Sunday, July 09, 2006

Learning from H. Brandt Ayers

H. Brandt Ayers of The Anniston Star has long been one of my heroes. As a youngster I devoured his paper and still turn to it often. Today's edition gives us "How liberals failed schools" examing the serious troubles of the Anniston City School System. Hardly a bleeding heart liberal, although perhaps as close to one as many in our area ever have been exposed to, Mr. Ayers writes:


... By the time the Green decision had been fully applied by the lower courts, the Anniston system lost 2,000 students, was 55 percent black and mostly poor. In 2000, the system was more than 95 percent black, 84 percent poor enough to need meal subsidies. A majority of poor, socially and educationally unprepared children flooded systems from Birmingham to Boston, and middle-income parents of both races fled to avoid the deluge.

In a rueful conversation with one of Anniston’s civil rights veterans, the Rev. Nimrod Q. Reynolds, he agreed that parental reaction would have been the same if poor white "redneck" students overwhelmed middle-income black school systems.
Integration became an end in itself, a value greater than education, or so it seemed to the president of the Mississippi NAACP at a 1972 regional education meeting in Jackson. I asked him, "What is more important: education or integration?" He replied without hesitation: integration.

But more and more integration didn’t translate into better and better education for either race. The result was more and more re-segregation.

A Southern statesman, William Winter, who would kick-start school funding in Mississippi as governor in 1982, had this to say about the double anchor of race and poverty: "Discrimination is not limited to race. The line that separates the well educated from the poorly educated is the harshest fault line of all. This is where we must begin. We must get the message out to every household and especially every poor household that the only road out of poverty runs by the schoolhouse."


Tough talk but true I think. Gradualism might have had its own perils yet not likely would it have created endemic poverty such as is true for Anniston. Having taught poor white "redneck" students I will concur on the flight factor. I left my last school after but one year mainly due to the frustrations of working with "rednecks". I would likely not want my child attending that school and I'd choose flight if necessary to avoid. I'll confess "Public policy be damned!" when it comes to our own.

I was pleased that Mr. Ayers mentioned Raleigh as I've read of their successes in trying to make sure no school is "too" poor.
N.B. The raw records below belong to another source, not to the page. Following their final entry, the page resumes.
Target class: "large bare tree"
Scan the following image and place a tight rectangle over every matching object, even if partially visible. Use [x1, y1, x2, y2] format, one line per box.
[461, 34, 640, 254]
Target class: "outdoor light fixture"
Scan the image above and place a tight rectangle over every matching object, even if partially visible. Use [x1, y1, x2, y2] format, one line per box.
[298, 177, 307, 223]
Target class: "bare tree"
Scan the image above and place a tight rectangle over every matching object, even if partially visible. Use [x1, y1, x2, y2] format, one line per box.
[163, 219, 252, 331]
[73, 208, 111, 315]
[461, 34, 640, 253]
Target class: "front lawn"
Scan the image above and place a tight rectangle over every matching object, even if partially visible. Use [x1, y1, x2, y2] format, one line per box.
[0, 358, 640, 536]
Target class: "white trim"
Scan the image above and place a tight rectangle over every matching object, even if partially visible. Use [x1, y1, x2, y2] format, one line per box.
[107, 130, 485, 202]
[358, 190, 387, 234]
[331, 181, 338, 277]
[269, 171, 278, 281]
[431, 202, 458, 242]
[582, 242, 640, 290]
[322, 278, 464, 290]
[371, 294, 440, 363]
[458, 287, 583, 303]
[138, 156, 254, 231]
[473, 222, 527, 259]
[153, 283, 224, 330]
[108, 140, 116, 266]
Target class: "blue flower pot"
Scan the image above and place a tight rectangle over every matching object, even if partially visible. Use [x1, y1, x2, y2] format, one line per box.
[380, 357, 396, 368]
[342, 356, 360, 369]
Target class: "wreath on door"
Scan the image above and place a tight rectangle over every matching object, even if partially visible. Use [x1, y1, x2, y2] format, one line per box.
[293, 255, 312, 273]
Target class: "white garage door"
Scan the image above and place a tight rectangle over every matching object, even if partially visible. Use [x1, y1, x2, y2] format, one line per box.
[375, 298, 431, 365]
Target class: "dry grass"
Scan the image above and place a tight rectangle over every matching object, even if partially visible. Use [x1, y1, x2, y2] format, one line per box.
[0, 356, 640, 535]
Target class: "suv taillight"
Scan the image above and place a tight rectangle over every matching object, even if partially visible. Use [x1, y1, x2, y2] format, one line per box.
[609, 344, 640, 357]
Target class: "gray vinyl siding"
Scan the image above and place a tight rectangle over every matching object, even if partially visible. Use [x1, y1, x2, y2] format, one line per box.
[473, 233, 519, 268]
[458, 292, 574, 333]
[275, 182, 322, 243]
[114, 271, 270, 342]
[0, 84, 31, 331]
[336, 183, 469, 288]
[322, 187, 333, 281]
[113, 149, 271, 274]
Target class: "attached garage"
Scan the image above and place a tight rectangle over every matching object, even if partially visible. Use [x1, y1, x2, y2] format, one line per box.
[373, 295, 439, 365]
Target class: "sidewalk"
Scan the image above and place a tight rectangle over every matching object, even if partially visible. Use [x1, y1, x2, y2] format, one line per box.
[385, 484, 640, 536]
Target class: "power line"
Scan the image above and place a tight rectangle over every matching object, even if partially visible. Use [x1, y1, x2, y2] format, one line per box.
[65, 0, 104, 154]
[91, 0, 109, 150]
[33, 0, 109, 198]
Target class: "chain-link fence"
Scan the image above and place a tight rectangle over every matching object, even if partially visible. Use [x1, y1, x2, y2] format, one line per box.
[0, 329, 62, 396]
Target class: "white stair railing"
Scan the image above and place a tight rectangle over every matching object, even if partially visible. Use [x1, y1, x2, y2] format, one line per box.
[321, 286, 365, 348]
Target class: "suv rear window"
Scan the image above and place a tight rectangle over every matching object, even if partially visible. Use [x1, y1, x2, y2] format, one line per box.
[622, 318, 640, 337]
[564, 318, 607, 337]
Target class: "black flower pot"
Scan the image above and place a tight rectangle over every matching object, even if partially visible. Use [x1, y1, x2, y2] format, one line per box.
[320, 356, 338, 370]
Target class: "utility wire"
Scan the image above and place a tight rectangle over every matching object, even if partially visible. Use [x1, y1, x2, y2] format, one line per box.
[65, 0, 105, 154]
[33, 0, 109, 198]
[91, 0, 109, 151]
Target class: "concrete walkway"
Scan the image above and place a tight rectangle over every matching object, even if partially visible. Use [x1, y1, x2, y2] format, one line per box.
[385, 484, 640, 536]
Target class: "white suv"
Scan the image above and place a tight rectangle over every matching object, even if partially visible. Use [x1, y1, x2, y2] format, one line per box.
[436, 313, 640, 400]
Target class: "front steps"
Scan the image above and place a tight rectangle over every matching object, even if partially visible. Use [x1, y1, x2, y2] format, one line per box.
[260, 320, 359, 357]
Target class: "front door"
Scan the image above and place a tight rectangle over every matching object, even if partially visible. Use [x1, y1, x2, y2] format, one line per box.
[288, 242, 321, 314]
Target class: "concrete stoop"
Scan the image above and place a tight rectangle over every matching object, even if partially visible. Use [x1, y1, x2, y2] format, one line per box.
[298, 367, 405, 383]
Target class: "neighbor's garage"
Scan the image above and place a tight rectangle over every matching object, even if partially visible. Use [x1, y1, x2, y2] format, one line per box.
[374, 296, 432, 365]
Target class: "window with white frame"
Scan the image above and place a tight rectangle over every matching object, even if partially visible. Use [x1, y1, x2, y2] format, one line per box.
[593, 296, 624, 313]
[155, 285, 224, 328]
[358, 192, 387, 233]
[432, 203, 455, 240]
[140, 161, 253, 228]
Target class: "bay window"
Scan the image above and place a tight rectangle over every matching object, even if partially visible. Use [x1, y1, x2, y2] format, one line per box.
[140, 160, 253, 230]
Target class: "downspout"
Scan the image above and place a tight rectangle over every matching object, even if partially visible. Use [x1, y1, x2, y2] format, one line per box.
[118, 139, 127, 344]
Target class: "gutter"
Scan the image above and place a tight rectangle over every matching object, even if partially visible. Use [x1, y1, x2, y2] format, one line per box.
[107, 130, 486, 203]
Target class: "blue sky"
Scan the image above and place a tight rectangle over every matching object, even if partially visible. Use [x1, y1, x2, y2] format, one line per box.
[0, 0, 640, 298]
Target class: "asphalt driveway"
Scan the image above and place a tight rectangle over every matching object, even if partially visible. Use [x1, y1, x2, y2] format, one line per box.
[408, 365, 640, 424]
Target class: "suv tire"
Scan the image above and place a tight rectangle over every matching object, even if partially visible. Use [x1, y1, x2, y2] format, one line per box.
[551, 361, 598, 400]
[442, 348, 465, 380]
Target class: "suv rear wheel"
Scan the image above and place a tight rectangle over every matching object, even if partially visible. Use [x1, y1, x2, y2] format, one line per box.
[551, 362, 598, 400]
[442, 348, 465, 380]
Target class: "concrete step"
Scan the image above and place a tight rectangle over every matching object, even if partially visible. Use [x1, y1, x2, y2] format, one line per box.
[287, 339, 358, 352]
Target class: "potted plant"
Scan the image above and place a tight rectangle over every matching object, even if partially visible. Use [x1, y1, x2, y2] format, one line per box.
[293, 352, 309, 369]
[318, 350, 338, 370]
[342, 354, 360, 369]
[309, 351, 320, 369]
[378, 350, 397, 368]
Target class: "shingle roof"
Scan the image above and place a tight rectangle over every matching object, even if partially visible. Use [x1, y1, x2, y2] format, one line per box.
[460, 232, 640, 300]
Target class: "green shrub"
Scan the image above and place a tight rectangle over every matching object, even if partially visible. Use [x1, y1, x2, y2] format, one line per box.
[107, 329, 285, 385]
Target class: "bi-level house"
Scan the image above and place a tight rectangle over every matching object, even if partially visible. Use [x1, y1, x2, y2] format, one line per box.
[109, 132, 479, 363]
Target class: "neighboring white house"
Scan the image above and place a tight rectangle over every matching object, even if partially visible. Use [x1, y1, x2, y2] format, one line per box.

If you'll keep it below 40% free and reduced lunch levels it seems to make a difference.

The real reason for this post is simply to celebrate what a tremendous gift Mr. Ayers' talents are to our area. He and The Star have taught me much and they are appreciated. Before I leave this amazing man, the U of A creating a Community Journalism Masters program with the sacrifices of Mr. Ayers must also be recognized. Peace ... or War!